Brenda looked at the floor and mumbled her name. “… and I haven’t any money and Audrey will come back next week. I’m sorry. I didn’t know how to tell you not to come to fix the boiler.” This was sounding slightly more normal, and although he couldn’t quite work out what pattern to put the various details into, he said “Right. Well that’s ok because I can just leave a bill. You don’t need to worry about it. Audrey will be back, the boiler’s fixed and you’re staying here, looking after the place for her”. Put like this, it sounded almost rational and Brenda managed a tiny smile and a sniff “is that really alright? I am telling the truth, really I am”. Mimis put his arm on hers retracting it almost immediately as she recoiled. “Shall we go indoors and if you like we can talk.” Then he added, “I’m really a poet, not a boiler man. This is just a job.” And as he said it Mimis remembered that the poet thing was his own private secret. No one except his Papou knew about Mimis’s poems and Papou was dead.
But he didn’t tell Brenda this.
After Mimis left, Brenda went down to her basement room and watched television for six hours, wide awake and not in the least bit hungry. She tried but failed to marshall the facts of her situation, finally falling asleep instead. Brenda woke with a panic to the sound of her own snores and once again tried to marshall facts. They were these:
She hadn’t really stolen a car because the car was parked outside the house of its rightful owner. She wasn’t a criminal because she hadn’t stolen anything, well not much, and hadn’t broken into someone’s house, not really because she’d used a key.
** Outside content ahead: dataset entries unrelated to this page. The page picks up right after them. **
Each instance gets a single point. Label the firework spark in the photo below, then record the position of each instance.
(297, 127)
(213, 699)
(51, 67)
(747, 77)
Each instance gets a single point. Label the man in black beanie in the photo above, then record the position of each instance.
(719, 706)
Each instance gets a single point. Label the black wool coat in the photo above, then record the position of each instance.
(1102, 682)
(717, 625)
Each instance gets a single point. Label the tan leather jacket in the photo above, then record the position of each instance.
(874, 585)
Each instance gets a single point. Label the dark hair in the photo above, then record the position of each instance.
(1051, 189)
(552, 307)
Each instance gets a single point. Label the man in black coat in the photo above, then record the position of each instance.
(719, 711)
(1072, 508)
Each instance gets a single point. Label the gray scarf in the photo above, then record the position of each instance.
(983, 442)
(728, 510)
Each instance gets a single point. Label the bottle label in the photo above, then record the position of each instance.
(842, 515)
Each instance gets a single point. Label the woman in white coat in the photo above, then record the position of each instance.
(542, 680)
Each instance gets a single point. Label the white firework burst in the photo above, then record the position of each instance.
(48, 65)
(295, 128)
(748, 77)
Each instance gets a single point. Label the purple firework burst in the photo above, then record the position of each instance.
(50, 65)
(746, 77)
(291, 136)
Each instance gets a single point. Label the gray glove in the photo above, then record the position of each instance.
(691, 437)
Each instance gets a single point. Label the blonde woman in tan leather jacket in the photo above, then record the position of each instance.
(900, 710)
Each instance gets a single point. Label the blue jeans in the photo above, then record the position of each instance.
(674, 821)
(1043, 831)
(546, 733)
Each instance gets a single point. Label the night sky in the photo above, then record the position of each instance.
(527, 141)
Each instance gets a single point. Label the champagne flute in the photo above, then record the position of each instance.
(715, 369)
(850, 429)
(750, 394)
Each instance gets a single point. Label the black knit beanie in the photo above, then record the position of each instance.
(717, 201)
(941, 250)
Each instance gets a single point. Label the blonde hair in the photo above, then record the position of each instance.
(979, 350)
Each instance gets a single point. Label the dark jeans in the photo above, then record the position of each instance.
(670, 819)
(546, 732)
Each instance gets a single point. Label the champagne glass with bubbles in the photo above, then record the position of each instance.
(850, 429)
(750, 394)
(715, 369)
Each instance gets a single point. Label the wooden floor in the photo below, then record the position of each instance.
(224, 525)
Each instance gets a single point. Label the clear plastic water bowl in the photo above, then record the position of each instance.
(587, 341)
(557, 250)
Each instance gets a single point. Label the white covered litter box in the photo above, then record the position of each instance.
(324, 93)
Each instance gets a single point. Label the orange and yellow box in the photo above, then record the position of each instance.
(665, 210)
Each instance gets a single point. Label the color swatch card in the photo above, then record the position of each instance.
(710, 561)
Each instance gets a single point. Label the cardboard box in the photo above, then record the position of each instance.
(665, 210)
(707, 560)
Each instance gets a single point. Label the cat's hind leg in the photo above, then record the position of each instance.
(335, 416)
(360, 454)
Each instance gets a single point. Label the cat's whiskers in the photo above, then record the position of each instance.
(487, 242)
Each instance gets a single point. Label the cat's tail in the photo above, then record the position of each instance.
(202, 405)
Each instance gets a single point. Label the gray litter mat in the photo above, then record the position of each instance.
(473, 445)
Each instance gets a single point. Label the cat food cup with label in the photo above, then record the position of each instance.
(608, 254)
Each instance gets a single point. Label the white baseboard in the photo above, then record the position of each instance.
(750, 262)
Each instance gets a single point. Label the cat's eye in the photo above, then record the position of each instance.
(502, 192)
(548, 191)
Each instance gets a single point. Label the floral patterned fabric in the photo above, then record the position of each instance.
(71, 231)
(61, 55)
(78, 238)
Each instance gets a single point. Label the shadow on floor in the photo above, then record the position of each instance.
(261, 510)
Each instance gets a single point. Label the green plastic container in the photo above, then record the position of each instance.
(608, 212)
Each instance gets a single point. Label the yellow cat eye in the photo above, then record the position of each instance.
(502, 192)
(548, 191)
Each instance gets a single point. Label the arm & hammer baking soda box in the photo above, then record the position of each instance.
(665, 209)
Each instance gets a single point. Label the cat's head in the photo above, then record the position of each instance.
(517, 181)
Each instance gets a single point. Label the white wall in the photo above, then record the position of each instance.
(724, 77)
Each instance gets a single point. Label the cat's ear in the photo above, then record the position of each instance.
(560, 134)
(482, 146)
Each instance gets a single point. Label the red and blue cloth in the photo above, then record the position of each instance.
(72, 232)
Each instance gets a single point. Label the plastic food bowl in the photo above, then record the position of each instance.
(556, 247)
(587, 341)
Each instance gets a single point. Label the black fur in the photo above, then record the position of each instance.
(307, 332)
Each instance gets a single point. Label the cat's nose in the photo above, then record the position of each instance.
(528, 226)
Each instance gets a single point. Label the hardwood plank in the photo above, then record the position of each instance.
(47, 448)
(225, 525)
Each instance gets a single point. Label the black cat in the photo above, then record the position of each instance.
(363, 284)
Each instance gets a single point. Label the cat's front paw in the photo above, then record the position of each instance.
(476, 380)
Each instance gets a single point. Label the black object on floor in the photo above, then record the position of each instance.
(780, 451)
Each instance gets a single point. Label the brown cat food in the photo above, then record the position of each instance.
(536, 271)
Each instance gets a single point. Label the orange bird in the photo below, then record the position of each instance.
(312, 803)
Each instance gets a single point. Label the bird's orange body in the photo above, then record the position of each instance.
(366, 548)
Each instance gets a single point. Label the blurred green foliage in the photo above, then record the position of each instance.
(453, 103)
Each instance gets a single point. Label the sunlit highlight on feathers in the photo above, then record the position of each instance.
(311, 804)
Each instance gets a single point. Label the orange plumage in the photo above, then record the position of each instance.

And if she wasn’t a criminal, who would arrest her and why? This was a serious worry because without police company Brenda did not dare to return home to Great Leigh.
When she eventually dozed off again, it was to the sound of Mimis’s voice and an image of blue feet. In the morning she switched on her phone and waded through the torrent of messages. The last few were from the woman at social services who coordinated Luke’s appointments. Brenda deleted them. They looked like the same messages as yesterday she pondered. Her thoughts went back briefly to Luke who was at that moment having an awkward conversation with the nice ladies from social services.
And anyway, she was living another life, someone else’s life: the Ocado delivery, the telephone calls and the word gym in the Filofax for Friday. All of these little reference points brought back hinted memories of her own other life, the life before Luke, the life working at the local council after school as a cleaner, the life that promised a career when she left school. And she remembers the life of the woman who’s been faking it for years, all to benefit a bully. The morning light filtered down hitting the mirror and casting long shadows on the primrose yellow carpet. With a deep sigh Brenda got up and stared at herself in the mirror. And looking in the mirror what does she see? How should she grasp this wonderful chance to be someone else for a little while? And where is Audrey?